EL CAPELLÁN.- ¡También has manchado en este saqueo tus manos que consagran a Dios! Esperad a que llegue vuestro padre y él dará a cada uno lo suyo. ¡Los lobos en el monte tienen más hermandad que vosotros! ¡Nacidos sois de un mismo vientre, y peleáis como fieras que por acaso se hallan en un camino!
DON FARRUQUIÑO.- ¿Quién avisó a Don Juan Manuel?
EL CAPELLÁN.- Yo le avisé. Esta tarde salió con una carta mía, la barca de Abelardo.
DON PEDRITO.- ¡Esa es una conspiración!
DON MAURO.- ¡Qué se pretende con avisar a mi padre!
DON GONZALITO.- Debió respetarse la voluntad de mi madre, que no le llamó cuando estaba moribunda.
EL CAPELLÁN.- Porque vosotros lo habéis estorbado. Pero harto sabéis que su último suspiro fué para él. ¡Cuervos! ¡Lobos!
DON PEDRITO.- ¡Basta de insultos, que la paciencia se me acaba!
EL CAPELLÁN.- ¡Y tú el mayor cuervo! ¡Y tú el mayor lobo!
DON FARRUQUIÑO.- ¡Qué valor da el vino!
DON MAURO.- ¡Un rayo te parta, Don Manuelito!
EL CAPELLÁN.- Guardad esos fieros para las mujeres y para los rapaces, que a mí no se me asusta con ellos. ¡Sacrílegos! Vendrá Don Juan Manuel y os arrojará de esta casa que estáis profanando con vuestras concupiscencias.
DON PEDRITO.- ¡Un rayo me parta! ¡Me da el corazón que hoy ceno lengua de clérigo!
DON FARRUQUIÑO.- ¡Adobada en vino!
EL CAPELLÁN.- ¡Sacrílegos! ¡Seríais capaces de poner las manos sobre esta corona!

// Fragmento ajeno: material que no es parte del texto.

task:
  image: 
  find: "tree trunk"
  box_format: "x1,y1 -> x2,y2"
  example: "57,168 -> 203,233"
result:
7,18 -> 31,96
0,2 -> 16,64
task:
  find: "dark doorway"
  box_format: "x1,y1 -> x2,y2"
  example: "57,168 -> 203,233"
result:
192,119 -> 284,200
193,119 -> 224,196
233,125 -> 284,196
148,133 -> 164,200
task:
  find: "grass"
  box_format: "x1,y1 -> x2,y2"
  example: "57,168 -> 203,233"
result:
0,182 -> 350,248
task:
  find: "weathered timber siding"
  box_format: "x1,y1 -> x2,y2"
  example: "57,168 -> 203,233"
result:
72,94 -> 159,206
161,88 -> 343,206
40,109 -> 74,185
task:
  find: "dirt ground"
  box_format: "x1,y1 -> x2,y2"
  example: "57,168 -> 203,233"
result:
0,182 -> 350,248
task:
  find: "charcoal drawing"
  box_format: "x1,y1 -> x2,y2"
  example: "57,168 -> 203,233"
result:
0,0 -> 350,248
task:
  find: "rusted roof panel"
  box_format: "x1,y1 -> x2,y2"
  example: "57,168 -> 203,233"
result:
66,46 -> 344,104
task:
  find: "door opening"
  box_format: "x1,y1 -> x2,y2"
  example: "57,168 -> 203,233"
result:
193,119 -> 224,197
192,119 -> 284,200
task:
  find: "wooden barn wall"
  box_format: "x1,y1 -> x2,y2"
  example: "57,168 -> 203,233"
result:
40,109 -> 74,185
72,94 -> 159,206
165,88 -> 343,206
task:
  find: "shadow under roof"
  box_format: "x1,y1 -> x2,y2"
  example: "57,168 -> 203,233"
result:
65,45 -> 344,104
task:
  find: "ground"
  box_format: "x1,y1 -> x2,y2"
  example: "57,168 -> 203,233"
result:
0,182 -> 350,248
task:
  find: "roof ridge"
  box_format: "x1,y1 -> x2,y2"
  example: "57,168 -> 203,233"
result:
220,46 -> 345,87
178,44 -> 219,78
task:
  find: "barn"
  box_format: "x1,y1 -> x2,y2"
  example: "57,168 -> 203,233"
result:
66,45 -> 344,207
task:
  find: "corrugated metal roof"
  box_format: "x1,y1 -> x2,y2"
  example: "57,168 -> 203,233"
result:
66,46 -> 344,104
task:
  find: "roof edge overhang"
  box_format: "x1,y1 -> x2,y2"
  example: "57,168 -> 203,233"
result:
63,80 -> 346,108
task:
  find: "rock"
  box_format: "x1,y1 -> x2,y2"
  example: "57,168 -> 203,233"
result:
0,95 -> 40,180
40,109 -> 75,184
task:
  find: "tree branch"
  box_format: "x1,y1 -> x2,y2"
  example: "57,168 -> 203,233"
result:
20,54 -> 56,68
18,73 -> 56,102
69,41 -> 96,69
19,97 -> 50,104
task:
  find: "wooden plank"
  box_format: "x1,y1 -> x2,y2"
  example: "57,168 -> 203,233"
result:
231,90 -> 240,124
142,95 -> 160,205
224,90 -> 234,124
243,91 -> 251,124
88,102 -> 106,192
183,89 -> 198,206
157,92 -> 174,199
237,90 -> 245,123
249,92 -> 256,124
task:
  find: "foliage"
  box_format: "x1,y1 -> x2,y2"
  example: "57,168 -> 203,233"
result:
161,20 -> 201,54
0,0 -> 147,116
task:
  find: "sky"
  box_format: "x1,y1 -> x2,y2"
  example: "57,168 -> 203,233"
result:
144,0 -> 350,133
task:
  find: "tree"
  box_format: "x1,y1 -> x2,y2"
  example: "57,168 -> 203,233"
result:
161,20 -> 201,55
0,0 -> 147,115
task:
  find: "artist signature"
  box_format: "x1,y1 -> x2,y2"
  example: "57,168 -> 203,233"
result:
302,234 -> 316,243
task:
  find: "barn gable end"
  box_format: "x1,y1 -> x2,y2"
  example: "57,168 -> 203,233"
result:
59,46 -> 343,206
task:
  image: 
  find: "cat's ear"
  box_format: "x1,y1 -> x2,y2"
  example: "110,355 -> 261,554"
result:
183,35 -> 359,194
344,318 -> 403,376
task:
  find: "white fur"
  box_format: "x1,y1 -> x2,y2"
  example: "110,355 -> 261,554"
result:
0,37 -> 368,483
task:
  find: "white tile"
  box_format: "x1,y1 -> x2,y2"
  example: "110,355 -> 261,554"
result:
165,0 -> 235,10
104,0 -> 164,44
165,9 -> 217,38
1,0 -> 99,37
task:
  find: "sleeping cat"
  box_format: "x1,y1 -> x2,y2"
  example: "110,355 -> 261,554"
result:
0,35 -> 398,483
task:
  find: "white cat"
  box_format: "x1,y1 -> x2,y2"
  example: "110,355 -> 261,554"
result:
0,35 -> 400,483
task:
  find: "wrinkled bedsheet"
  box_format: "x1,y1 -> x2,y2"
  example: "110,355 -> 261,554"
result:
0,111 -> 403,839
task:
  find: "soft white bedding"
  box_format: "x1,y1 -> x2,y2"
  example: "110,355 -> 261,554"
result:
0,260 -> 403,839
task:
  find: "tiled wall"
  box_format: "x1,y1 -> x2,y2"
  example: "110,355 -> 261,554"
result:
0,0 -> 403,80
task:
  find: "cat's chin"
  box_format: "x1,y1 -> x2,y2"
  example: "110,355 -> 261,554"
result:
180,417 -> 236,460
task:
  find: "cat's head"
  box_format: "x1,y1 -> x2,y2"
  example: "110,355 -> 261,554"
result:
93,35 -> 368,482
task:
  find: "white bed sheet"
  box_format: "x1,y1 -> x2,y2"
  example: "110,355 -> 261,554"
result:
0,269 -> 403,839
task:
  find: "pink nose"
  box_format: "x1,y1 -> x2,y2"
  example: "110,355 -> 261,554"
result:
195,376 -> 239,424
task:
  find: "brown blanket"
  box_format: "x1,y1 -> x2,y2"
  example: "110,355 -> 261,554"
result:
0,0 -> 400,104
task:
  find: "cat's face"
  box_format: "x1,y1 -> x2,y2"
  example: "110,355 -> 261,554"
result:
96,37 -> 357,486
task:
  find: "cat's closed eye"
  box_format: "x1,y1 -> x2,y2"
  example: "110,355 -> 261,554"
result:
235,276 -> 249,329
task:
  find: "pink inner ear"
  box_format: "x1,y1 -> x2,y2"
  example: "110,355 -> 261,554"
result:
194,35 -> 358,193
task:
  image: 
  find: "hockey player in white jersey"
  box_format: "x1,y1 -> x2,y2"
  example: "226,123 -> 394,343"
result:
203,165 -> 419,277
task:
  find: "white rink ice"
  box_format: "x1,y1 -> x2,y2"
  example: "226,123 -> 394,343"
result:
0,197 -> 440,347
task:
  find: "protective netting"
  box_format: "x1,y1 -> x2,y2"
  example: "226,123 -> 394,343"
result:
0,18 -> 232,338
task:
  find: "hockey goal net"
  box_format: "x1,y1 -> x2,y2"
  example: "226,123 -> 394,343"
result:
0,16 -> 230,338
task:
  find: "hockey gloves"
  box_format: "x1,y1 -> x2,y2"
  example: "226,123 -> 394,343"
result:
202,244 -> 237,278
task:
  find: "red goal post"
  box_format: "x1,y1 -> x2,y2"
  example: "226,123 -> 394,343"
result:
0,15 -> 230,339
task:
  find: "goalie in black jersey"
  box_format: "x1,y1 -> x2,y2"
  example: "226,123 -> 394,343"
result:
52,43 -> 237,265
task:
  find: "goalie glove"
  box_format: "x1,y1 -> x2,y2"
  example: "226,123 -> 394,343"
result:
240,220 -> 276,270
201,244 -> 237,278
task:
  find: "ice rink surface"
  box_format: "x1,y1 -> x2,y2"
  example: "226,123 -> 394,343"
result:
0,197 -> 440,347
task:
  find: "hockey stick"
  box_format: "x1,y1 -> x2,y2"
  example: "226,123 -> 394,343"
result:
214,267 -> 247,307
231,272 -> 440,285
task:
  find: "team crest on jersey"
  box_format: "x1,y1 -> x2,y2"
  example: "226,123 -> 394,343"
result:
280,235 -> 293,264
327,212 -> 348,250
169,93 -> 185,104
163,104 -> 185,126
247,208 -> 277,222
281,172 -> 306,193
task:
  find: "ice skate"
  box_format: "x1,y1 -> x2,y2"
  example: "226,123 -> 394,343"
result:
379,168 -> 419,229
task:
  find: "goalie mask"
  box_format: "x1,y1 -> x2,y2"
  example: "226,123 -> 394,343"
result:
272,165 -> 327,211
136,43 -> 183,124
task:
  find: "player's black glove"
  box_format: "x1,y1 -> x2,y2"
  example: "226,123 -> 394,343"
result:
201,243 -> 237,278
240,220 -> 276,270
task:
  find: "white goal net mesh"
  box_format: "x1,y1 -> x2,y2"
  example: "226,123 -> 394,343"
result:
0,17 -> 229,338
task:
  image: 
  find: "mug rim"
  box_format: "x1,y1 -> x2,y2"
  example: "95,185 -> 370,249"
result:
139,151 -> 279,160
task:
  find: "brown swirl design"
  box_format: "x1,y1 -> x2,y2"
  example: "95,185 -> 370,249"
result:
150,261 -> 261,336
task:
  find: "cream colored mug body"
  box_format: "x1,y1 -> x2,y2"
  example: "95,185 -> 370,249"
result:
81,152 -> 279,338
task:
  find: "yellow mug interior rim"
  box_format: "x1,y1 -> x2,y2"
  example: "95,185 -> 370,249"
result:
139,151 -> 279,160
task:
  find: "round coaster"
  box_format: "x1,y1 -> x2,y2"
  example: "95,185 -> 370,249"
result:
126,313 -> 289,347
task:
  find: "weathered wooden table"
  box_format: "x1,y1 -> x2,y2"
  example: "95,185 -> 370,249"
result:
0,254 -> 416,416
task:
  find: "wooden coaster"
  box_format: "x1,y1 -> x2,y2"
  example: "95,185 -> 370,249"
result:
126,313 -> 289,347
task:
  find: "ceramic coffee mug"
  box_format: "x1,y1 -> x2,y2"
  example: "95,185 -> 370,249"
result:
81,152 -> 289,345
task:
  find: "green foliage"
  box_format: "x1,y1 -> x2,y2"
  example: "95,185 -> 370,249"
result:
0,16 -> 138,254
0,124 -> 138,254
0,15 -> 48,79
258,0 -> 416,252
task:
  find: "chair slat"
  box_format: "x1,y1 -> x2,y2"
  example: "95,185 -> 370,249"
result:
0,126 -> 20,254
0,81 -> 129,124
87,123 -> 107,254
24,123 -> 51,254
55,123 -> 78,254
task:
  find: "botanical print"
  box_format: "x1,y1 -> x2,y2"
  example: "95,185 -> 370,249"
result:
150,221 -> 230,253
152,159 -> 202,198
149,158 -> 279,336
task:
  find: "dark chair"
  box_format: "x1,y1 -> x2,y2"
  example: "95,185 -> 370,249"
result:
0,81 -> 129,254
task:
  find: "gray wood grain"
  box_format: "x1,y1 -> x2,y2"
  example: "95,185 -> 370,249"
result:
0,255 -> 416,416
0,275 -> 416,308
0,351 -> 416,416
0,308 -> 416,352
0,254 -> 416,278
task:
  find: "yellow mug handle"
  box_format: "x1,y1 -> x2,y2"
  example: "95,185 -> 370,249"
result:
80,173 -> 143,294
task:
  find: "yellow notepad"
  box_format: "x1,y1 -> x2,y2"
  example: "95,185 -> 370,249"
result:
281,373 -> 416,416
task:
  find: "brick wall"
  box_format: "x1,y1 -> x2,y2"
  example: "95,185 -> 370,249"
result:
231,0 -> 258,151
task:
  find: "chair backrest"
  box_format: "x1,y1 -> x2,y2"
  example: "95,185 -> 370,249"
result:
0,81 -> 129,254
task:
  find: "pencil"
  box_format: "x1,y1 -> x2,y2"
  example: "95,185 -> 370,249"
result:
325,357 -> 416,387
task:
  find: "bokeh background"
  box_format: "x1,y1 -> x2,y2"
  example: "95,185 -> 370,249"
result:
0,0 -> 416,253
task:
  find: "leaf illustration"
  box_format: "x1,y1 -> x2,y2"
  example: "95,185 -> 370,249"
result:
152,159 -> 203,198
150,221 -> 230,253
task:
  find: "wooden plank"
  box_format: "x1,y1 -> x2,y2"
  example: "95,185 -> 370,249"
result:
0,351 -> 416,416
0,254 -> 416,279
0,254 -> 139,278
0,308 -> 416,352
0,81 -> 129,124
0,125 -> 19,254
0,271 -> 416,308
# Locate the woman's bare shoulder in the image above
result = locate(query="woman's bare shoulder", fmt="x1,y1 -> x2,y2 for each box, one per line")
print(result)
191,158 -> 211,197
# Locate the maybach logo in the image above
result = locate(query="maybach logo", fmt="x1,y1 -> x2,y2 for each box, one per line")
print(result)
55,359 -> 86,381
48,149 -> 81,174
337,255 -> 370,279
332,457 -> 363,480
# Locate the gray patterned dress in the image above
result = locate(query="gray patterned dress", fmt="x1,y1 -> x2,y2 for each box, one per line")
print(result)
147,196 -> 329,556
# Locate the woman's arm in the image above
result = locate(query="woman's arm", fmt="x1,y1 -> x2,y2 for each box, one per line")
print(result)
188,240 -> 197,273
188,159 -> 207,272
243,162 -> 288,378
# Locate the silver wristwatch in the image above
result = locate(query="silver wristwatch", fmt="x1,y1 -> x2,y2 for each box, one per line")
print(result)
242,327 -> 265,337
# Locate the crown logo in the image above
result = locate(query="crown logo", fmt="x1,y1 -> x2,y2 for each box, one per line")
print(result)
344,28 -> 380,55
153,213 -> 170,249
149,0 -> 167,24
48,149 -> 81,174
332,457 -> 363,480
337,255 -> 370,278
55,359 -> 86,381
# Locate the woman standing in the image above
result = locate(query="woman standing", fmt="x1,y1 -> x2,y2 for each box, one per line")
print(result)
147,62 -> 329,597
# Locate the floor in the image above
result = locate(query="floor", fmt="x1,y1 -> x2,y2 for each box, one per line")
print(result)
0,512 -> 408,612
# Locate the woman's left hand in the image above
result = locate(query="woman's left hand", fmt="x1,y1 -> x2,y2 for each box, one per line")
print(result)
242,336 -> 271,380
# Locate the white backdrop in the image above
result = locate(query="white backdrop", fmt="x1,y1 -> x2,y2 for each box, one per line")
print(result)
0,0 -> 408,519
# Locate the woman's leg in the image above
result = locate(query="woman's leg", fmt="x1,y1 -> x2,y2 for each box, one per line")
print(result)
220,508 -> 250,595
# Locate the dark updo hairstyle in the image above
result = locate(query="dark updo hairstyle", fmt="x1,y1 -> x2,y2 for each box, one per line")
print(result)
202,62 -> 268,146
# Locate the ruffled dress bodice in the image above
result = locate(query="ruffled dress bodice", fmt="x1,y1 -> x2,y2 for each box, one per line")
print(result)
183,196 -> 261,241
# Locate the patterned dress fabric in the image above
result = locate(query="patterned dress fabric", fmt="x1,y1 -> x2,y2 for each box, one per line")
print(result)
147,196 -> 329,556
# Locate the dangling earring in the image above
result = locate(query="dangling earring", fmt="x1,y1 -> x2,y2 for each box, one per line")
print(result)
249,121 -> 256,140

DON FARRUQUIÑO.- ¡No lo consentiría yo!
EL CAPELLÁN.- ¡Tú eres el peor de todos!… Ya tendréis el castigo, si no en esta vida, en la otra… Os dejo, os dejo entregados a este latrocinio impío… ¿Oís esa campana? Llama por mí y llama también por vosotros… Voy a decir la primera misa por el descanso de nuestra madre, mi protectora, mi madre. Vosotros, Caínes, bien hacéis en no oírla. ¡Sería un escarnio! Sois como los perros, que no pueden entrar en la casa de Dios.
(EL CAPELLÁN sale, y el doble de la campana que resuena en la sala desmantelada, detiene por un momento aquel expolio a que se entregan desde el comienzo de la noche los cinco bigardos.)